Blue Anon is as real as suction, centrifugal force, coldness, and Adam Smith’s invisible hand. Like them, it is just a rhetorical device used to describe an emergent property and provides a convenient way of describing certain behaviors. And while it may have been coined by “right-wingers,” it is embraced by many others. And, besides, whom better to trash than the left?

Give Me Liberty or Give Me Gridlock

4 January 2023:
Kevin (not the good one) McCarthy seems to be yet another Nancy Baloney in the mold of Cryin’ John or Paul R’Ayneau (as does suggested alternative Scalise).
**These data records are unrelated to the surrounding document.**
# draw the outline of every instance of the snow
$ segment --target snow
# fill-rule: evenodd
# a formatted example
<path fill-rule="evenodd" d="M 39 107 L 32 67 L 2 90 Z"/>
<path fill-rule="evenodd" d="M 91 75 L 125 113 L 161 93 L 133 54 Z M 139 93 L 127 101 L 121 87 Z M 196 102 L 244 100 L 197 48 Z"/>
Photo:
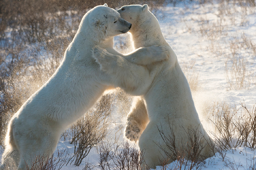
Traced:
<path fill-rule="evenodd" d="M 207 118 L 203 113 L 206 104 L 225 101 L 239 108 L 239 104 L 244 101 L 249 108 L 256 103 L 255 73 L 254 77 L 251 77 L 249 85 L 245 88 L 230 89 L 227 83 L 225 69 L 225 63 L 230 62 L 228 57 L 231 55 L 230 42 L 235 41 L 236 37 L 241 41 L 244 34 L 256 45 L 256 8 L 241 7 L 237 4 L 233 5 L 233 2 L 224 5 L 217 2 L 199 4 L 198 3 L 187 2 L 177 3 L 175 7 L 172 5 L 170 4 L 154 10 L 154 14 L 165 38 L 176 53 L 181 66 L 194 63 L 194 69 L 198 74 L 199 87 L 197 90 L 192 92 L 193 99 L 202 123 L 210 130 L 211 126 L 208 126 Z M 219 10 L 221 8 L 225 13 L 222 16 Z M 202 31 L 209 36 L 203 35 L 201 33 Z M 124 43 L 124 37 L 120 36 L 115 40 L 123 38 L 122 43 Z M 116 41 L 115 45 L 120 50 L 120 41 Z M 253 72 L 256 66 L 255 54 L 251 50 L 236 50 L 238 56 L 244 56 L 246 59 L 247 71 Z M 112 133 L 108 137 L 114 137 L 118 126 L 125 125 L 125 117 L 117 115 L 113 119 L 116 122 L 109 127 Z M 123 131 L 117 133 L 120 134 Z M 122 136 L 119 138 L 120 143 L 124 140 Z M 64 141 L 63 138 L 58 144 L 59 149 L 66 149 L 71 154 L 74 151 L 73 147 L 68 141 Z M 215 156 L 206 159 L 201 169 L 247 170 L 253 169 L 256 166 L 255 152 L 249 148 L 234 148 L 226 154 L 224 159 L 218 153 Z M 98 159 L 96 149 L 93 148 L 85 159 L 85 162 L 79 166 L 69 164 L 64 166 L 62 170 L 82 170 L 85 162 L 97 166 Z M 168 167 L 175 167 L 177 163 L 177 161 L 174 161 Z M 157 166 L 156 169 L 161 168 Z"/>

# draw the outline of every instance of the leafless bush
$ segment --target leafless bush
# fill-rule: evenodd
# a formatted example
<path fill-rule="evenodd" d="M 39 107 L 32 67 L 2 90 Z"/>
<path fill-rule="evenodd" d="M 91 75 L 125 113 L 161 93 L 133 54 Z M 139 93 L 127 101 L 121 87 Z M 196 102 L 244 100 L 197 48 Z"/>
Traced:
<path fill-rule="evenodd" d="M 26 170 L 60 170 L 69 159 L 68 152 L 66 150 L 57 150 L 56 155 L 53 155 L 50 158 L 39 155 L 35 158 L 32 158 L 31 162 L 29 163 L 31 168 L 26 164 Z"/>
<path fill-rule="evenodd" d="M 225 103 L 217 103 L 212 109 L 211 120 L 215 130 L 212 132 L 220 155 L 224 159 L 223 151 L 237 147 L 256 148 L 256 110 L 252 111 L 245 104 L 241 104 L 240 114 Z"/>
<path fill-rule="evenodd" d="M 98 148 L 99 167 L 102 170 L 140 170 L 143 153 L 128 141 L 121 146 L 102 143 Z"/>
<path fill-rule="evenodd" d="M 169 125 L 170 124 L 169 123 Z M 182 140 L 177 145 L 176 137 L 173 132 L 173 127 L 169 125 L 170 134 L 166 134 L 164 133 L 162 127 L 158 127 L 158 129 L 167 149 L 158 145 L 166 155 L 166 158 L 161 160 L 164 166 L 164 163 L 167 163 L 169 159 L 173 161 L 177 160 L 176 163 L 173 165 L 171 169 L 181 169 L 182 167 L 188 169 L 192 170 L 194 168 L 200 169 L 204 166 L 204 159 L 206 158 L 203 156 L 201 153 L 206 146 L 206 144 L 212 145 L 211 148 L 214 151 L 214 144 L 207 144 L 204 141 L 205 139 L 202 134 L 197 129 L 188 129 L 186 131 L 189 142 L 188 143 L 184 142 Z"/>
<path fill-rule="evenodd" d="M 111 113 L 111 96 L 103 96 L 95 106 L 70 127 L 71 144 L 75 146 L 71 162 L 79 166 L 92 148 L 106 136 Z"/>
<path fill-rule="evenodd" d="M 235 126 L 233 123 L 234 117 L 237 114 L 235 109 L 225 103 L 217 103 L 212 110 L 213 123 L 216 128 L 212 134 L 216 140 L 216 145 L 221 150 L 226 151 L 234 146 Z"/>
<path fill-rule="evenodd" d="M 256 45 L 243 34 L 241 38 L 234 37 L 230 45 L 230 54 L 227 56 L 225 63 L 229 89 L 248 89 L 255 84 L 254 70 L 249 68 L 254 64 L 253 56 L 255 55 Z"/>

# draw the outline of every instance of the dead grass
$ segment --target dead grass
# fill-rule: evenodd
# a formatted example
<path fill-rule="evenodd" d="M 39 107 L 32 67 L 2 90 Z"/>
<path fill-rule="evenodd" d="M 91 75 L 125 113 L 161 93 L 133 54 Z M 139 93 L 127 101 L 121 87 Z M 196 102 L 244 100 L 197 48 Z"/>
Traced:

Donalds or Zeldin or Jordan or Mace all seem viable, and Trump, followed by cute matching impeachments for Jomala, remains plausible, desirable, and highly unlikely.

Six More Years!
But only because Lefties would hate it so much.

5 January 2023:
Given their narrow majority in the House, Republican conferees would be well advised to consider all their options from Amash to Zeldin by which they might settle on a Speaker AND preserve a floor vote (as Speakers typically refrain from floor votes themselves, leveraging their influence more directly with threats and bribes). Mr Gaetz has already launched his ill-fated Trump-balloon, contrary to El Donaldo’s own preference, in fact, so they (other than the most ardent of Sixthmas Celebrants) may put that behind them.